Le cuisinier mitonne ses plats pour sa clientèle, avec savoir-faire et inventivité, afin qu’ils soient satisfaits et qu’ils reviennent. C’est aussi, souvent, dans le but de se prouver qu’il est encore et toujours capable de cuisiner les meilleurs mets. Telle est la comparaison qui me vient en tête quand je pense à Frédéric Dard. Il ne fut pas cuisinier, mais un de ces hommes animés par la passion d’écrire, la nécessité même de s’exprimer par l’écriture. Travail d’artisan non pas seulement propre, mais particulièrement soigné.

Celui-là, tout le monde en est capable, à condition de savoir écrire un roman […] Mais des San-Antonio, je vous jure que c’est dur.

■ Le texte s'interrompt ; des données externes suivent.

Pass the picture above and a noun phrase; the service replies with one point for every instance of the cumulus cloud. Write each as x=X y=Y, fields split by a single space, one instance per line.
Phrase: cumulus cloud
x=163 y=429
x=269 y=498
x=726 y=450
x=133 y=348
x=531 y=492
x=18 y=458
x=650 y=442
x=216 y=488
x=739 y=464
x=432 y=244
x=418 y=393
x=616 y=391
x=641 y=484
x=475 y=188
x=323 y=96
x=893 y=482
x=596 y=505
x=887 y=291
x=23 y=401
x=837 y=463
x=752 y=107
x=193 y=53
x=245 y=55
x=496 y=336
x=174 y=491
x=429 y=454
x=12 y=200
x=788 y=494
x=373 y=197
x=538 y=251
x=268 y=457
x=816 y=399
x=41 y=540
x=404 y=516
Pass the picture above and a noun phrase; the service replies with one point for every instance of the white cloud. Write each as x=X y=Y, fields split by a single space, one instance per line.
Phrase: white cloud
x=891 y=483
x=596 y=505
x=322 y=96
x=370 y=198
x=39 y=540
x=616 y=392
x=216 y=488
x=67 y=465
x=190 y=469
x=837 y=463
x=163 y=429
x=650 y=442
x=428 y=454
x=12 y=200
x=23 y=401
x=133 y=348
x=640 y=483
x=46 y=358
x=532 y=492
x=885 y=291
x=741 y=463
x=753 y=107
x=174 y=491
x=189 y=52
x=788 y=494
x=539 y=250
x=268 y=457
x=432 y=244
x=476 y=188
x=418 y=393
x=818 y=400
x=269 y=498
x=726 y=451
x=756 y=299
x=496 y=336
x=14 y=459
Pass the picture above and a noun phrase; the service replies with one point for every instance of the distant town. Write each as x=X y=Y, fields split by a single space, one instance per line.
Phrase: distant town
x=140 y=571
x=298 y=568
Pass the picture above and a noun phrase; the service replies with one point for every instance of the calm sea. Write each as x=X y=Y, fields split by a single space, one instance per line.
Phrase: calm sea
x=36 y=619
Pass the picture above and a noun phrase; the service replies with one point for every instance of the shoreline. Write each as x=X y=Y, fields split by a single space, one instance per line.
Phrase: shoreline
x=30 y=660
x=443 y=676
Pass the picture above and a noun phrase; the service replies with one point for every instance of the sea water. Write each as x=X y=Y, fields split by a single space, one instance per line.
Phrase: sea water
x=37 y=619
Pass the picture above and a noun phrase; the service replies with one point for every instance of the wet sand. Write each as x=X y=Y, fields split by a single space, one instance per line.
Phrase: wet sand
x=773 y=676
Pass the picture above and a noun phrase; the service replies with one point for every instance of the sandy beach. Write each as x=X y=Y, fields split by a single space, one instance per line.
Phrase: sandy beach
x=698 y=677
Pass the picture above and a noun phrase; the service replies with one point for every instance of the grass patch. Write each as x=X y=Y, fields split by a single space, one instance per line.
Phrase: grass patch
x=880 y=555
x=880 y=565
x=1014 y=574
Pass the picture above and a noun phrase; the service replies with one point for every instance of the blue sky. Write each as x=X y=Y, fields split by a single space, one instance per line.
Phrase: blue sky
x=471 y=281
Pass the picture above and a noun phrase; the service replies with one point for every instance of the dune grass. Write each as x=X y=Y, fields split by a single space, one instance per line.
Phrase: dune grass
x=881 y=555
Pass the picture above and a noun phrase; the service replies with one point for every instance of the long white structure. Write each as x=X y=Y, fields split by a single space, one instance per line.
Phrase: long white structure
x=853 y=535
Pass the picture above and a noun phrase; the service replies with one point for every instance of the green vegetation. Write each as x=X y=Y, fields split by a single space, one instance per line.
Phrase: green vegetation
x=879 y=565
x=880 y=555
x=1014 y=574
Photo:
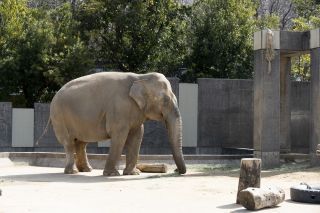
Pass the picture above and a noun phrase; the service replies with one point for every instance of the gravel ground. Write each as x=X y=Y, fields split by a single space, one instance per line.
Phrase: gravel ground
x=205 y=188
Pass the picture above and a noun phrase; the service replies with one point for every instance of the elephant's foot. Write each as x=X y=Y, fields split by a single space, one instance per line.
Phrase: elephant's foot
x=71 y=170
x=134 y=171
x=113 y=172
x=85 y=168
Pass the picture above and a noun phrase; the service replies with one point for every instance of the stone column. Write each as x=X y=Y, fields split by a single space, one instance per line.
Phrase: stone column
x=285 y=110
x=266 y=131
x=315 y=95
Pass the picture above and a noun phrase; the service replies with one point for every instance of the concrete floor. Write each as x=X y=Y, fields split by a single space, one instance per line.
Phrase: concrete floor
x=203 y=189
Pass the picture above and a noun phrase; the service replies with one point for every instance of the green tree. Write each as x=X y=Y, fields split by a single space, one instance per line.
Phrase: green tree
x=308 y=12
x=135 y=36
x=38 y=52
x=221 y=39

Ça me prend là, je suis sans arrêt plongé dans des dictionnaires pour faire des jeux de mots, vérifier un point d’histoire. C’est quelque chose qui me mobilise totalement. Ça me fait suer qu’on traite ça par-dessus la jambe a-t-il écrit. DARD-2010Certes, les beaux esprits littéraires ne pouvaient pas comprendre ce besoin permanent chez lui d’être San-Antonio. Avec cette faconde et ces trouvailles, ce style qui séduisaient un lectorat nombreux à chaque roman.

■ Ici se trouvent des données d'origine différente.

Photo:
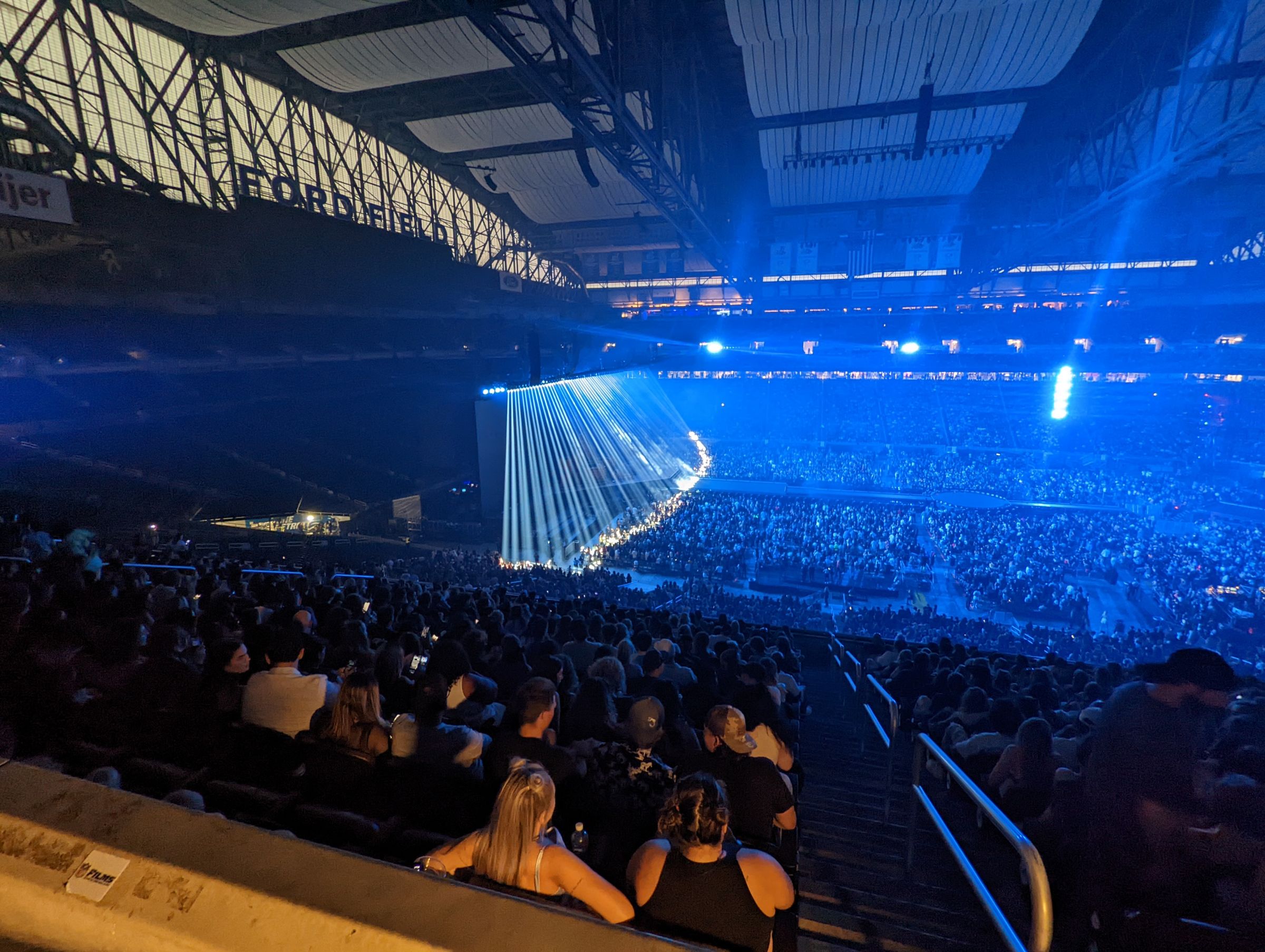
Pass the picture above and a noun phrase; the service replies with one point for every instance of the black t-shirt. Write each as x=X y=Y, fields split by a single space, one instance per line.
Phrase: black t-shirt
x=1143 y=750
x=757 y=791
x=509 y=745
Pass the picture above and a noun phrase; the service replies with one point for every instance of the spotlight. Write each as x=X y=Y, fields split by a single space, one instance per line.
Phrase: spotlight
x=1062 y=392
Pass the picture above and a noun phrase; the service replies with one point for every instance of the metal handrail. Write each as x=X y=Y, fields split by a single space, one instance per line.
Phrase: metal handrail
x=1042 y=930
x=887 y=736
x=854 y=678
x=893 y=710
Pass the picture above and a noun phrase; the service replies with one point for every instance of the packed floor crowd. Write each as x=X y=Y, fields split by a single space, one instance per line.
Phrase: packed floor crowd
x=1144 y=797
x=463 y=700
x=661 y=747
x=1016 y=477
x=1171 y=420
x=726 y=536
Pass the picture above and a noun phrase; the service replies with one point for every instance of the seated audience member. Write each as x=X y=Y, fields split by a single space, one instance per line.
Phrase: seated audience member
x=511 y=671
x=987 y=745
x=425 y=738
x=166 y=684
x=471 y=697
x=281 y=698
x=624 y=776
x=611 y=672
x=773 y=735
x=591 y=716
x=760 y=796
x=694 y=886
x=1024 y=777
x=355 y=723
x=652 y=684
x=1140 y=782
x=396 y=688
x=678 y=674
x=518 y=849
x=223 y=679
x=582 y=649
x=532 y=738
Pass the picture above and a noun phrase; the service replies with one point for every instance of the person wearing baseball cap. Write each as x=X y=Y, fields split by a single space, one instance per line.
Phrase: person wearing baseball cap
x=760 y=797
x=628 y=784
x=1140 y=782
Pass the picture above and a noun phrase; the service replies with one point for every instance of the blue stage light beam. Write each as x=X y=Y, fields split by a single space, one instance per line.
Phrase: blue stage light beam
x=1062 y=394
x=586 y=456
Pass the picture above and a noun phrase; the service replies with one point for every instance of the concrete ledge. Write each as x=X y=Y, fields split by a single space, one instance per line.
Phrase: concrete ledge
x=201 y=883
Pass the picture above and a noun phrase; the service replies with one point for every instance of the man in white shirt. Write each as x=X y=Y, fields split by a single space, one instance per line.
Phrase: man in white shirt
x=283 y=698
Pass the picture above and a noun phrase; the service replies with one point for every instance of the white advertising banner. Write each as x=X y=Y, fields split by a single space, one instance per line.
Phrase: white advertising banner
x=28 y=195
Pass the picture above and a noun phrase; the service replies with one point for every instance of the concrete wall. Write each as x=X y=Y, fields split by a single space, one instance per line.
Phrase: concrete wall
x=201 y=883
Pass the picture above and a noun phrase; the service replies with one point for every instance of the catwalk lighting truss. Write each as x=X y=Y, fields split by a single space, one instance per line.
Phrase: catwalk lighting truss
x=590 y=459
x=150 y=114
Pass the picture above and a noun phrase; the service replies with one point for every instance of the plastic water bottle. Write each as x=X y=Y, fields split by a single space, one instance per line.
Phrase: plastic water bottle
x=580 y=840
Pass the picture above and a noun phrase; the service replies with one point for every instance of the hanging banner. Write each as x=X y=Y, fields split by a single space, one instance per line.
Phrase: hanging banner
x=28 y=195
x=806 y=258
x=918 y=253
x=949 y=252
x=781 y=257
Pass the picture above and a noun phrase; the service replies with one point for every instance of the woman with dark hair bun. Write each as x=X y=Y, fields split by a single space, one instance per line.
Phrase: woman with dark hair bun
x=694 y=886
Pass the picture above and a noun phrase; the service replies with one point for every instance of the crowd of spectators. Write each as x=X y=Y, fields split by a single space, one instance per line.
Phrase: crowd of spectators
x=1115 y=418
x=1013 y=476
x=504 y=717
x=726 y=536
x=1143 y=787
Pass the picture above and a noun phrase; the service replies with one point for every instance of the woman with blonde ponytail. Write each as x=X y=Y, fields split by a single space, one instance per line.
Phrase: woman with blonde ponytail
x=515 y=850
x=694 y=886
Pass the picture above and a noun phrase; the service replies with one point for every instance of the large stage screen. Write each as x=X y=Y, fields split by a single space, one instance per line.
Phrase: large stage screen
x=582 y=454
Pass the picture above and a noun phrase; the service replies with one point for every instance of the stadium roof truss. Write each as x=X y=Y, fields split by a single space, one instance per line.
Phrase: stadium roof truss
x=1203 y=122
x=551 y=112
x=895 y=100
x=146 y=112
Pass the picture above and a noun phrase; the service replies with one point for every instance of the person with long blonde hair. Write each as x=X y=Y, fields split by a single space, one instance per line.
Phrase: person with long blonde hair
x=515 y=849
x=356 y=721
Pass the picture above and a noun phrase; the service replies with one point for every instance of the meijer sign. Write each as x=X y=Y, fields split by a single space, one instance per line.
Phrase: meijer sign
x=27 y=195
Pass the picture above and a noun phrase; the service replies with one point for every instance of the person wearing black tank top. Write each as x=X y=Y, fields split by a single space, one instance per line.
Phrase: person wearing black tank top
x=694 y=886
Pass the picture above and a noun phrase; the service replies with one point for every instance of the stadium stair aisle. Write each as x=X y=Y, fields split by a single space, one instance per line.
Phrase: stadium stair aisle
x=853 y=892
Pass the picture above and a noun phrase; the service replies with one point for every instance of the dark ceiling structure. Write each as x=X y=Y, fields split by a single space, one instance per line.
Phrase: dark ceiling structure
x=704 y=129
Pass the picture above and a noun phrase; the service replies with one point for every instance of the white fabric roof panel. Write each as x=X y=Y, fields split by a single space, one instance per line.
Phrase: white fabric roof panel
x=422 y=51
x=972 y=48
x=770 y=21
x=235 y=18
x=494 y=127
x=549 y=188
x=882 y=179
x=553 y=207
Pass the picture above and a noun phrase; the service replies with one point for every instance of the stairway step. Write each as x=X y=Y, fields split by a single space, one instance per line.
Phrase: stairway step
x=853 y=888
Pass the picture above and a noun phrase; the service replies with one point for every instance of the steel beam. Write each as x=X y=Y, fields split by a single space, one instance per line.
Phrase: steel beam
x=194 y=118
x=583 y=91
x=523 y=148
x=901 y=106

Il est une question à laquelle cet album ne répond pas. Frédéric Dard aimait-il ses lecteurs ? De lui qui ricana tant sur les cons de toutes espèces, de lui qui a dit Mes contemporains ? Cela fait si longtemps que je les emmerde qu’ils me sont devenus indispensables on pourrait penser qu’il fut un sacré misanthrope. Ce serait sans doute inexact. Simplement, le public n’a pas de visage, le lecteur est trop anonyme. Or, cet homme de clan, de tribu, doté d’une forte sensibilité, avait besoin de visages pour aimer les gens. C’est donc à sa/ses famille(s) que Frédéric Dard réservait son affection, sa tendresse, ses sentiments. On discerne cette chaleur protectrice envers les siens à travers les photos illustrant ce livre. Ses proches, son clan, ça représente déjà une foule de personnes, en France et en Suisse. La famille de son premier mariage, celle du second dont est issue Joséphine Dard, celle de son éditeur et beau-père Armand de Caro, celle du théâtre et du cinéma, celle des amis de toujours et de son quotidien dans ses propriétés helvétiques. Besoin d’aimer et d’être aimé de tous ces gens-là.

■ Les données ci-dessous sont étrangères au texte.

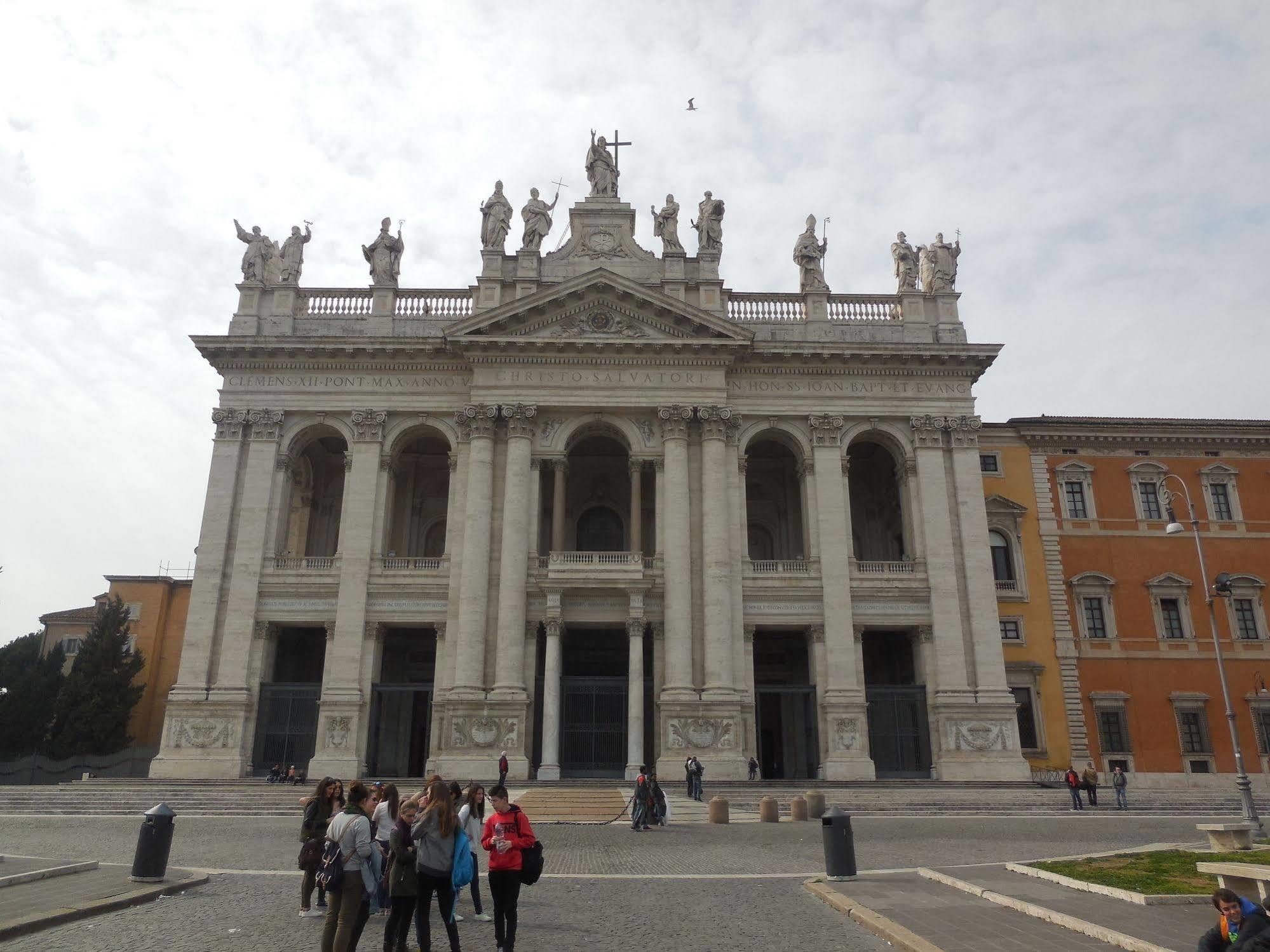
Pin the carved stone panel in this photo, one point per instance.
(703, 733)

Chacun de ses lecteurs possède sa vision personnelle de Frédéric Dard et de ses romans, San-Antonio et autres. Les plus passionnés se sont même rassemblés en association. D’autres lisent ou relisent périodiquement, avec nostalgie ou par plaisir, un de ses romans. Certains se souviennent que c’est, en grande partie, grâce à lui qu’est née en eux le goût (intensif dans mon cas) de la lecture. Lire un Frédéric Dard, c’est la certitude de ne pas être déçu. Lire un San-Antonio, c’est du pur plaisir assuré. À de rares exceptions, on n’idolâtre pas Frédéric Dard, on le remercie simplement de nous apporter une dose de bonheur. Même si sa vie à lui n’a pas connu que des joies, ce qui est aussi évoqué ici. DARD-Joséphine

Joséphine Dard parle de sa relation avec son père, sans oublier le douloureux épisode de son kidnapping en 1983. Pas de haine chez Frédéric Dard, mais il est des faits qui ne se gomment jamais. Cet album nous permet d’entrer, tant soit peu, dans l’intimité du clan et dans le parcours d’écrivain de Frédéric Dard. Deux facettes complémentaires et indissociables, richement illustrées de photos rares.

Un livre réservé aux admirateurs ? Ce romancier aux tirages impressionnants en a certainement encore beaucoup, une dizaine d’années après son décès. Mais il me semble que l’ouvrage s’adresse autant à ceux qui voudraient découvrir cet écrivain qu’ils ont peut-être raté, parce que sous-estimé du monde intellectuel.

Pour terminer, une pensée émue pour Elisabeth Dard, présente dans cet album, demi-sœur de Joséphine Dard, qui a choisi de s’en aller en février 2011.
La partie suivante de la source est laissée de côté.